I've got a DVD that has "2001: A Space Odyssey," "Forbidden Planet," "Soylent Green," and "The Time Machine." I haven't played it yet because I don't know which one to watch first. So I'm asking the forum what their collective will thinks, and I'll watch the movies in order of the highest votes.
P.S. - "The Time Machine" is the one from 1960 featuring Rod Taylor, not the latest POS to bear the name.
2001 is a good movie but really slow. I mean REALLLLLY slow. If you're into that I'd go for it first. But beyond that I'd go for Soylent Green. I don't know much about Forbidden Planet and the Time Machine (especially if its the new version) never impressed me much.
2001 is entirely about presentation. Yes, it has a story, but it's not really about that. It's presenting the wonders of the imagined future. It moves slow since instead of pressing the story, it presses the shots. So we get a long scene inside the space shuttle that does not move the plot at all, but shows zero-G and how it is handled. The story does not really get moving until well over an hour in, when Hal loses it.
I have to agree. If the movie focused more on the story, it would have made more sense without having to read the book to pick up the bits that were not in the movie. Such as the point of the monolith, why HAL loses it, the whole shot at the end with the old man and the baby. (I badly want to state why, but I should not give out spoilers)
I do think that if the movie had focused more on the story however, it would not have been as great a movie. This is especially true considering the context of when it was made. In 1968, space and space travel where all new, and pretty unknown. People thought of space travel in terms of Star Trek.

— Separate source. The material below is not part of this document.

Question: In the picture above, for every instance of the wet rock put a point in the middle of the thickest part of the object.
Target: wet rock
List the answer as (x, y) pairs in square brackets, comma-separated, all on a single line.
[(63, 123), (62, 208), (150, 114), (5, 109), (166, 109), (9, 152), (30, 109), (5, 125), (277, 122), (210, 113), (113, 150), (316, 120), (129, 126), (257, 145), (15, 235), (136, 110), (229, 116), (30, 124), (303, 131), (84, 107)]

I have to agree. If the movie focused more on the story, it would have made more sense without having to read the book to pick up the bits that were not in the movie. Such as the point of the monolith, why HAL loses it (its different in the book), the whole shot at the end with the old man and the baby. (I badly want to state why, but I should not give out spoilers)
I truly recommend reading the book, its awesome, even if it made some assumptions that are laughable today (like everything he writes about how a computer works, but you can't blame the guy he was quite innovative), its a great story and makes some interesting statements about human nature and humanity itself.